Context: In mid-July, we broke the news that Qualcomm was suing smartphone maker Transsion, which operates under different brands that collectively dominate the African smartphone market and are also sold in some other regions, over four non-standard-essential patents (non-SEPs) in India (mid-July LinkedIn post by ip fray). We later discovered some Qualcomm v. Transsion filings in the Unified Patent Court (UPC), starting with the one on which we reported on July 25, 2024.
What’s new: The Indian case over four patents has just been withdrawn as ip fray learned from two independent sources. The parties have apparently settled their dispute, at least in India but more likely on a global basis. Transsion was already previously licensed to Qualcomm’s 5G patents, but not to patents reading on other (older) standards, nor to Qualcomm’s non-SEPs.

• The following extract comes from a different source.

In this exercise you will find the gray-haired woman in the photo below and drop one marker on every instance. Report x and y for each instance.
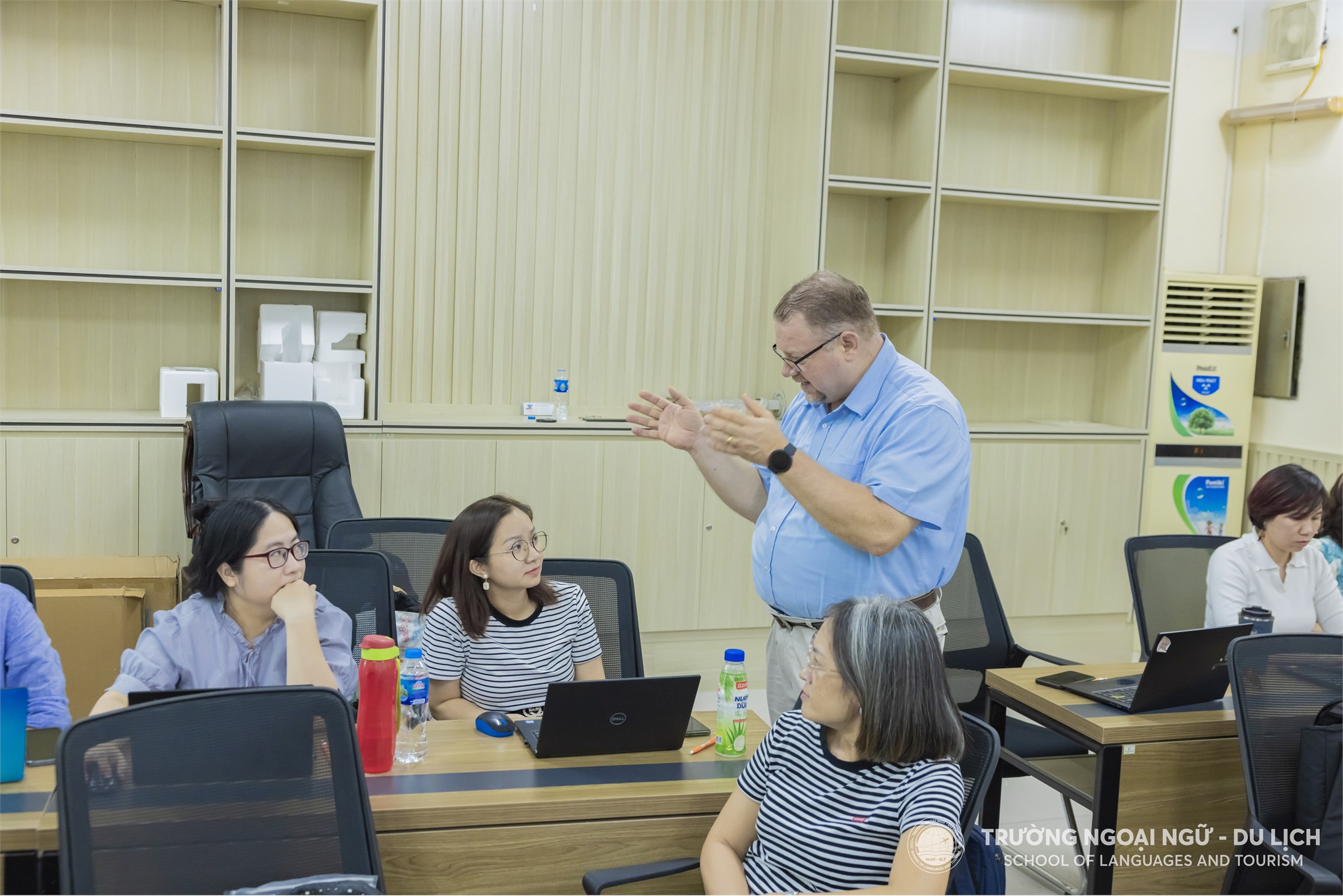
(859, 790)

Direct impact: The terms will probably not become known, and it is unclear whether licensing costs will adversely affect Transsion’s competitiveness in African and other extremely price-sensitive markets.
Wider ramifications: It also will not be known (unless and until other litigation sheds light on it) whether the terms of Qualcomm’s license agreement with Transsion are consistent with the rates Qualcomm is collecting from other industry players. A license agreement between Huawei and Qualcomm expired on December 31, 2024, as we learned from a Huawei v. Netgear UPC ruling (December 18, 2024 ip fray article). And Apple is hoping to finally start using its own baseband chips, possibly in some devices already in 2025, and will presumably disagree with Qualcomm on patent license fees once it no longer needs to buy any Qualcomm modem chips. So there is a potential for other disputes between Qualcomm and current or past licensees.

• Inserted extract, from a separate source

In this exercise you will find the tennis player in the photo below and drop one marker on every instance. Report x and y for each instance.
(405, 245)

We learned from two independent sources that counsel for Qualcomm as well as Transsion told the Delhi High Court at a hearing today that there was a confidential settlement, and that the case should be dropped without prejudice.
There will soon be a court order dismissing the case.
Qualcomm has once again resolved a licensing dispute without having to take the risk of any of its declared-essential patents being deemed non-essential by a court of law. The patents-in-suit, up to this point, were non-SEPs. In the dispute with Apple, which settled in 2019, Qualcomm simply waived its rights to enforce a number of cellular SEPs against Apple so as to avoid any litigation over the technical merits of those patents. That tactic annoyed Judge Gonzalo P. Curiel of the United States District Court for the Southern District of California, but there was nothing he could do about Qualcomm simply not wanting to put any of its SEPs at risk.
It will now be interesting to see whether Qualcomm and Huawei have renewed, or will reach an agreement to renew, instead of going to court. We have not seen any news about that, so all we know from a publicly accessible court filing (which was later replaced with a more heavily redacted version) is that the previous agreement expired a little more than two weeks ago.